MEXICO CITY — President-elect Donald Trump’s anti-Mexico threats have spooked Mexicans to the point that retailers reported Christmas sales came in well below targets and trade could decline sharply next year.

“People are nervous and traffic has definitely declined,” said a salesperson at luxury department-store chain El Palacio de Hierro’s oldest store in Mexico City’s historic district.

To get people into the Christmas spirit, window displays were redressed to showcase retro-glamour styles evoking the 126-year-old building’s heyday.

That, however, didn’t seem to prop up sales as Mexican consumers fret about a possible recession next year, soaring inflation and the specter of rising unemployment. Wells Fargo said recently Latin America’s once high-flying number two economy could eke a 1.1 percent gain in real terms next year. Its projection followed the government’s own admission that gross domestic product could gain 1.7 percent from a loftier 2.5 percent earlier target, while ratings agencies have downgraded the country’s sovereign debt, sending the peso into a tailspin. All this comes from the “Trump effect” — the idea that the next U.S. president will make good on threats to upend the North American Free Trade Agreement, impose a 35 percent tariff on Mexican goods, expel three million immigrants (wiping out crucial remittance income flows) and ban U.S. companies from outsourcing operations to Mexico.

While some analysts say it’s too soon to tell, retailers are already suffering, at least according to sales staff working in different Mexico City stores.

The El Palacio sales clerk, for example, said holiday sales have fallen 10 to 20 percent below expectations, at least in the capital’s downtown store, one of 13 the luxury networks operated across Mexico.
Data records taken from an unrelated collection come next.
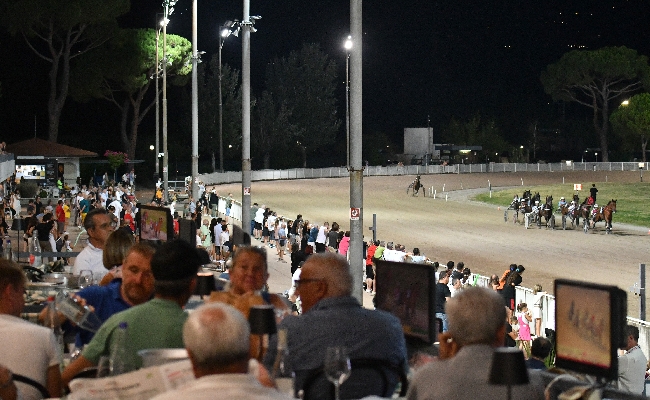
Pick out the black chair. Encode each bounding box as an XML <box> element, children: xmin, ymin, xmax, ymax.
<box><xmin>301</xmin><ymin>358</ymin><xmax>408</xmax><ymax>400</ymax></box>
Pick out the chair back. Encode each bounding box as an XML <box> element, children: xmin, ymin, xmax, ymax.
<box><xmin>301</xmin><ymin>358</ymin><xmax>408</xmax><ymax>400</ymax></box>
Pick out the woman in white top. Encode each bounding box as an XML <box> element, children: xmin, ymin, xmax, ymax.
<box><xmin>532</xmin><ymin>283</ymin><xmax>546</xmax><ymax>337</ymax></box>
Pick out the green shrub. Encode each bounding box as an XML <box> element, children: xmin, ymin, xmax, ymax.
<box><xmin>17</xmin><ymin>181</ymin><xmax>38</xmax><ymax>198</ymax></box>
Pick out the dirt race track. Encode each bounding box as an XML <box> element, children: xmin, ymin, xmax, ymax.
<box><xmin>212</xmin><ymin>170</ymin><xmax>650</xmax><ymax>317</ymax></box>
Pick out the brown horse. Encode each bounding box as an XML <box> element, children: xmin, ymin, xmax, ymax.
<box><xmin>559</xmin><ymin>203</ymin><xmax>580</xmax><ymax>230</ymax></box>
<box><xmin>590</xmin><ymin>199</ymin><xmax>617</xmax><ymax>234</ymax></box>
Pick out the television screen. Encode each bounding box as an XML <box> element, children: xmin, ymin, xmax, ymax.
<box><xmin>554</xmin><ymin>279</ymin><xmax>626</xmax><ymax>380</ymax></box>
<box><xmin>138</xmin><ymin>205</ymin><xmax>173</xmax><ymax>244</ymax></box>
<box><xmin>16</xmin><ymin>164</ymin><xmax>46</xmax><ymax>180</ymax></box>
<box><xmin>375</xmin><ymin>260</ymin><xmax>436</xmax><ymax>344</ymax></box>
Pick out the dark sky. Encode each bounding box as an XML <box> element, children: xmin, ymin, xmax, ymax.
<box><xmin>1</xmin><ymin>0</ymin><xmax>650</xmax><ymax>161</ymax></box>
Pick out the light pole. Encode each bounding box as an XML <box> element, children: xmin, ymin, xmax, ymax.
<box><xmin>240</xmin><ymin>0</ymin><xmax>260</xmax><ymax>236</ymax></box>
<box><xmin>219</xmin><ymin>21</ymin><xmax>240</xmax><ymax>173</ymax></box>
<box><xmin>344</xmin><ymin>35</ymin><xmax>352</xmax><ymax>169</ymax></box>
<box><xmin>154</xmin><ymin>15</ymin><xmax>163</xmax><ymax>182</ymax></box>
<box><xmin>191</xmin><ymin>0</ymin><xmax>199</xmax><ymax>201</ymax></box>
<box><xmin>161</xmin><ymin>0</ymin><xmax>177</xmax><ymax>203</ymax></box>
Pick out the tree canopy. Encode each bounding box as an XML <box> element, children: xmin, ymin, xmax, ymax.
<box><xmin>71</xmin><ymin>28</ymin><xmax>192</xmax><ymax>159</ymax></box>
<box><xmin>0</xmin><ymin>0</ymin><xmax>130</xmax><ymax>143</ymax></box>
<box><xmin>541</xmin><ymin>46</ymin><xmax>650</xmax><ymax>162</ymax></box>
<box><xmin>198</xmin><ymin>57</ymin><xmax>242</xmax><ymax>172</ymax></box>
<box><xmin>610</xmin><ymin>93</ymin><xmax>650</xmax><ymax>162</ymax></box>
<box><xmin>262</xmin><ymin>43</ymin><xmax>340</xmax><ymax>167</ymax></box>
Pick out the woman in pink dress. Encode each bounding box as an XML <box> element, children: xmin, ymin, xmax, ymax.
<box><xmin>516</xmin><ymin>302</ymin><xmax>533</xmax><ymax>358</ymax></box>
<box><xmin>338</xmin><ymin>231</ymin><xmax>350</xmax><ymax>257</ymax></box>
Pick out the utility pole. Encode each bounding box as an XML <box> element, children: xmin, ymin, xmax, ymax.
<box><xmin>349</xmin><ymin>0</ymin><xmax>363</xmax><ymax>303</ymax></box>
<box><xmin>190</xmin><ymin>0</ymin><xmax>199</xmax><ymax>201</ymax></box>
<box><xmin>241</xmin><ymin>0</ymin><xmax>252</xmax><ymax>233</ymax></box>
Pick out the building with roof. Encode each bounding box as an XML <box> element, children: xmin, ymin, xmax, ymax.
<box><xmin>6</xmin><ymin>138</ymin><xmax>98</xmax><ymax>186</ymax></box>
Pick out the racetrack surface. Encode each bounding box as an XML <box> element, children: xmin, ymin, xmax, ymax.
<box><xmin>212</xmin><ymin>170</ymin><xmax>649</xmax><ymax>317</ymax></box>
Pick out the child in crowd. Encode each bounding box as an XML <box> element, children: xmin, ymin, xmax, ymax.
<box><xmin>516</xmin><ymin>302</ymin><xmax>533</xmax><ymax>358</ymax></box>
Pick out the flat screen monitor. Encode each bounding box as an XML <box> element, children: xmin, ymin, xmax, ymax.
<box><xmin>138</xmin><ymin>204</ymin><xmax>173</xmax><ymax>245</ymax></box>
<box><xmin>15</xmin><ymin>164</ymin><xmax>46</xmax><ymax>180</ymax></box>
<box><xmin>554</xmin><ymin>279</ymin><xmax>627</xmax><ymax>381</ymax></box>
<box><xmin>375</xmin><ymin>260</ymin><xmax>436</xmax><ymax>345</ymax></box>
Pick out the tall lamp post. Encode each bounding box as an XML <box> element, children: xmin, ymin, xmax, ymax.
<box><xmin>161</xmin><ymin>0</ymin><xmax>177</xmax><ymax>203</ymax></box>
<box><xmin>154</xmin><ymin>14</ymin><xmax>163</xmax><ymax>181</ymax></box>
<box><xmin>219</xmin><ymin>21</ymin><xmax>240</xmax><ymax>173</ymax></box>
<box><xmin>344</xmin><ymin>35</ymin><xmax>352</xmax><ymax>169</ymax></box>
<box><xmin>190</xmin><ymin>0</ymin><xmax>200</xmax><ymax>201</ymax></box>
<box><xmin>241</xmin><ymin>0</ymin><xmax>260</xmax><ymax>235</ymax></box>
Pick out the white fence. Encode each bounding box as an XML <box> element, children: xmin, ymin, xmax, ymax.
<box><xmin>199</xmin><ymin>161</ymin><xmax>648</xmax><ymax>185</ymax></box>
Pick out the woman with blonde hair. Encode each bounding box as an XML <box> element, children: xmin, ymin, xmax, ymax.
<box><xmin>532</xmin><ymin>283</ymin><xmax>546</xmax><ymax>337</ymax></box>
<box><xmin>99</xmin><ymin>229</ymin><xmax>135</xmax><ymax>285</ymax></box>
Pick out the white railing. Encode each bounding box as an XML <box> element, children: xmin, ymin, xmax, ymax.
<box><xmin>199</xmin><ymin>161</ymin><xmax>648</xmax><ymax>186</ymax></box>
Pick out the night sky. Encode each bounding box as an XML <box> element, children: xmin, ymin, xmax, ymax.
<box><xmin>1</xmin><ymin>0</ymin><xmax>650</xmax><ymax>169</ymax></box>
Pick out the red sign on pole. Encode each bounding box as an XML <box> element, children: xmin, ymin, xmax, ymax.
<box><xmin>350</xmin><ymin>207</ymin><xmax>360</xmax><ymax>220</ymax></box>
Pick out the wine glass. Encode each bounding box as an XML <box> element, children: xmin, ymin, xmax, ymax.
<box><xmin>324</xmin><ymin>347</ymin><xmax>351</xmax><ymax>400</ymax></box>
<box><xmin>78</xmin><ymin>270</ymin><xmax>93</xmax><ymax>289</ymax></box>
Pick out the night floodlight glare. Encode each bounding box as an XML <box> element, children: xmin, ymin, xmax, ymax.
<box><xmin>250</xmin><ymin>15</ymin><xmax>262</xmax><ymax>20</ymax></box>
<box><xmin>221</xmin><ymin>28</ymin><xmax>231</xmax><ymax>38</ymax></box>
<box><xmin>344</xmin><ymin>35</ymin><xmax>353</xmax><ymax>50</ymax></box>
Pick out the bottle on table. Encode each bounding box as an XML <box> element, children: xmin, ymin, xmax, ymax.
<box><xmin>31</xmin><ymin>230</ymin><xmax>42</xmax><ymax>269</ymax></box>
<box><xmin>109</xmin><ymin>322</ymin><xmax>134</xmax><ymax>376</ymax></box>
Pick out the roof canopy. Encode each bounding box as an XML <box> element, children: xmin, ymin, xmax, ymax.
<box><xmin>7</xmin><ymin>138</ymin><xmax>98</xmax><ymax>158</ymax></box>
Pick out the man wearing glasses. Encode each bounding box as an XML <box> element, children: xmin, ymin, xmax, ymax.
<box><xmin>266</xmin><ymin>252</ymin><xmax>407</xmax><ymax>398</ymax></box>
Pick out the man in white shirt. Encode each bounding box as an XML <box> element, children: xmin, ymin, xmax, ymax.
<box><xmin>617</xmin><ymin>325</ymin><xmax>647</xmax><ymax>394</ymax></box>
<box><xmin>151</xmin><ymin>302</ymin><xmax>291</xmax><ymax>400</ymax></box>
<box><xmin>315</xmin><ymin>222</ymin><xmax>329</xmax><ymax>253</ymax></box>
<box><xmin>73</xmin><ymin>209</ymin><xmax>114</xmax><ymax>279</ymax></box>
<box><xmin>0</xmin><ymin>261</ymin><xmax>62</xmax><ymax>399</ymax></box>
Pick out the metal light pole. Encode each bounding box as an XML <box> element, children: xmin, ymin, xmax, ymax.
<box><xmin>155</xmin><ymin>16</ymin><xmax>162</xmax><ymax>181</ymax></box>
<box><xmin>190</xmin><ymin>0</ymin><xmax>199</xmax><ymax>201</ymax></box>
<box><xmin>161</xmin><ymin>0</ymin><xmax>176</xmax><ymax>203</ymax></box>
<box><xmin>241</xmin><ymin>2</ymin><xmax>259</xmax><ymax>235</ymax></box>
<box><xmin>349</xmin><ymin>0</ymin><xmax>363</xmax><ymax>302</ymax></box>
<box><xmin>344</xmin><ymin>35</ymin><xmax>352</xmax><ymax>169</ymax></box>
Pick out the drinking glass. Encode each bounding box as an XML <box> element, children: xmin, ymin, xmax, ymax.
<box><xmin>78</xmin><ymin>270</ymin><xmax>93</xmax><ymax>289</ymax></box>
<box><xmin>96</xmin><ymin>356</ymin><xmax>111</xmax><ymax>378</ymax></box>
<box><xmin>324</xmin><ymin>347</ymin><xmax>351</xmax><ymax>400</ymax></box>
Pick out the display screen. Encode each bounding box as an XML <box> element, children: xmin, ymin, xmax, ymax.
<box><xmin>375</xmin><ymin>260</ymin><xmax>436</xmax><ymax>344</ymax></box>
<box><xmin>16</xmin><ymin>164</ymin><xmax>46</xmax><ymax>180</ymax></box>
<box><xmin>554</xmin><ymin>279</ymin><xmax>626</xmax><ymax>380</ymax></box>
<box><xmin>138</xmin><ymin>205</ymin><xmax>172</xmax><ymax>243</ymax></box>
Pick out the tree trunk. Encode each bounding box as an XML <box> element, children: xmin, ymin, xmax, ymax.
<box><xmin>263</xmin><ymin>152</ymin><xmax>271</xmax><ymax>169</ymax></box>
<box><xmin>301</xmin><ymin>146</ymin><xmax>307</xmax><ymax>168</ymax></box>
<box><xmin>595</xmin><ymin>95</ymin><xmax>610</xmax><ymax>162</ymax></box>
<box><xmin>211</xmin><ymin>151</ymin><xmax>216</xmax><ymax>172</ymax></box>
<box><xmin>119</xmin><ymin>99</ymin><xmax>130</xmax><ymax>152</ymax></box>
<box><xmin>642</xmin><ymin>136</ymin><xmax>648</xmax><ymax>163</ymax></box>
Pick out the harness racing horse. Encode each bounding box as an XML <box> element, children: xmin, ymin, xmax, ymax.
<box><xmin>407</xmin><ymin>175</ymin><xmax>424</xmax><ymax>196</ymax></box>
<box><xmin>537</xmin><ymin>195</ymin><xmax>555</xmax><ymax>229</ymax></box>
<box><xmin>589</xmin><ymin>199</ymin><xmax>617</xmax><ymax>234</ymax></box>
<box><xmin>578</xmin><ymin>201</ymin><xmax>592</xmax><ymax>234</ymax></box>
<box><xmin>559</xmin><ymin>203</ymin><xmax>580</xmax><ymax>230</ymax></box>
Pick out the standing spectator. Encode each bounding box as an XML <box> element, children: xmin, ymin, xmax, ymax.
<box><xmin>225</xmin><ymin>193</ymin><xmax>233</xmax><ymax>222</ymax></box>
<box><xmin>254</xmin><ymin>204</ymin><xmax>265</xmax><ymax>240</ymax></box>
<box><xmin>277</xmin><ymin>223</ymin><xmax>288</xmax><ymax>262</ymax></box>
<box><xmin>435</xmin><ymin>273</ymin><xmax>452</xmax><ymax>332</ymax></box>
<box><xmin>55</xmin><ymin>200</ymin><xmax>66</xmax><ymax>235</ymax></box>
<box><xmin>501</xmin><ymin>265</ymin><xmax>524</xmax><ymax>310</ymax></box>
<box><xmin>532</xmin><ymin>284</ymin><xmax>546</xmax><ymax>337</ymax></box>
<box><xmin>315</xmin><ymin>222</ymin><xmax>329</xmax><ymax>253</ymax></box>
<box><xmin>326</xmin><ymin>222</ymin><xmax>340</xmax><ymax>251</ymax></box>
<box><xmin>516</xmin><ymin>303</ymin><xmax>532</xmax><ymax>358</ymax></box>
<box><xmin>617</xmin><ymin>325</ymin><xmax>647</xmax><ymax>394</ymax></box>
<box><xmin>0</xmin><ymin>260</ymin><xmax>62</xmax><ymax>399</ymax></box>
<box><xmin>338</xmin><ymin>231</ymin><xmax>350</xmax><ymax>257</ymax></box>
<box><xmin>209</xmin><ymin>189</ymin><xmax>219</xmax><ymax>217</ymax></box>
<box><xmin>36</xmin><ymin>213</ymin><xmax>56</xmax><ymax>265</ymax></box>
<box><xmin>291</xmin><ymin>214</ymin><xmax>303</xmax><ymax>244</ymax></box>
<box><xmin>590</xmin><ymin>183</ymin><xmax>598</xmax><ymax>203</ymax></box>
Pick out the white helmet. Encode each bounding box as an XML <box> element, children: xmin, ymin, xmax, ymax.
<box><xmin>561</xmin><ymin>197</ymin><xmax>565</xmax><ymax>200</ymax></box>
<box><xmin>535</xmin><ymin>200</ymin><xmax>539</xmax><ymax>204</ymax></box>
<box><xmin>594</xmin><ymin>204</ymin><xmax>598</xmax><ymax>208</ymax></box>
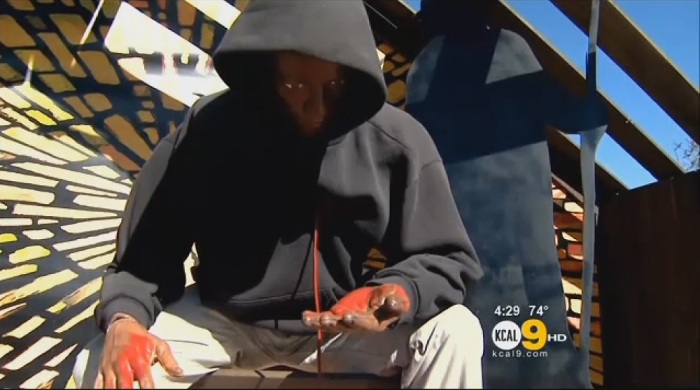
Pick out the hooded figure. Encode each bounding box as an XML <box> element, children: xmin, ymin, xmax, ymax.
<box><xmin>406</xmin><ymin>0</ymin><xmax>606</xmax><ymax>388</ymax></box>
<box><xmin>72</xmin><ymin>1</ymin><xmax>485</xmax><ymax>389</ymax></box>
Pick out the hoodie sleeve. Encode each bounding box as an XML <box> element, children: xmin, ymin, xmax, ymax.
<box><xmin>94</xmin><ymin>109</ymin><xmax>197</xmax><ymax>332</ymax></box>
<box><xmin>368</xmin><ymin>159</ymin><xmax>484</xmax><ymax>324</ymax></box>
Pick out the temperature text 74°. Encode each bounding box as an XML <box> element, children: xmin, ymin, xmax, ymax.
<box><xmin>529</xmin><ymin>305</ymin><xmax>549</xmax><ymax>316</ymax></box>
El Palacio, known for offering “ludicrously generous” store-credit terms with up to 24-month installments, has also been curtailing them, said the salesman, amid reports that nervous banks could start trimming loans next year.

Another sales assistant in the Spanish Cortefiel brand corner agreed, adding that discounts are steeper than last year, as viewed by the ubiquitous 30, 40 and 50-percent sale signs hanging across the store.

Downstairs, in the beauty department, the mood was similarly grim, with one manager reporting sluggish turnover for the Buen Fin [Mexico’s Black Friday] and the run-up to Christmas.

“Usually we have to grow our sales by at least 40 percent over the previous year, but so far, they are only up 10 percent,” she said.

Meanwhile, stores at Mexico City’s new Madero shopping promenade, which has seen dozens of international brands like Zara, Forever 21 and most recently Old Navy open shop, were also offering large discounts with Forever 21 cutting winter coats by 80 percent.

At Old Navy, which in October opened a four-story flagship in the growing strip, one manager insisted trade is going well at the Gap Inc.-owned discounter’s 14th Mexican outlet.

“We met our 6-million peso Buen Fin target and we are 3 million short of our 11-million Christmas target,” she said, as customers scrambled to snap up the latest half-off items.

Analysts were mixed about next year’s outlook, saying things will become clearer when Trump, who has become Mexico’s most hated gringo, sweeps into the White House.

Carlos Hermosillo of securities firm Actinver predicted apparel and footwear sales could gain 6 to 7 percent from 9 percent last year, as Mexicans shun more expensive durable items like appliances and electronics.

“Sales will stay at good rhythm,” he said. “Salaries are up 4.5 percent and some chains, like Sears de Mexico, have remodeled stores that will draw more customers. Six to 7 percent sales growth with 1.5 percent GDP expansion is still feasible,” he said, especially as Mexico’s working and middle-class population continues to grow.

Veronica Uribe of Ve Por Mas brokerage said Hermosillo’s forecasts seemed high, predicting apparel sales could rise 4 to 5 percent or less depending on the severity of Trump’s policies.

One thing is for certain, however. The slumping peso (now worth half its 2013 value) will dent retailer’s bottom line because import costs will rise.

While some analysts hesitate to spell bad omens, retailers seem to already be bracing — and preparing — for a tougher 2017 with Trump in The White House.

And given Bank of Mexico’s outgoing Gov. Agustin Carstens’ latest warning that “Trump could be like a horror movie for Mexico,” it seems they could be right.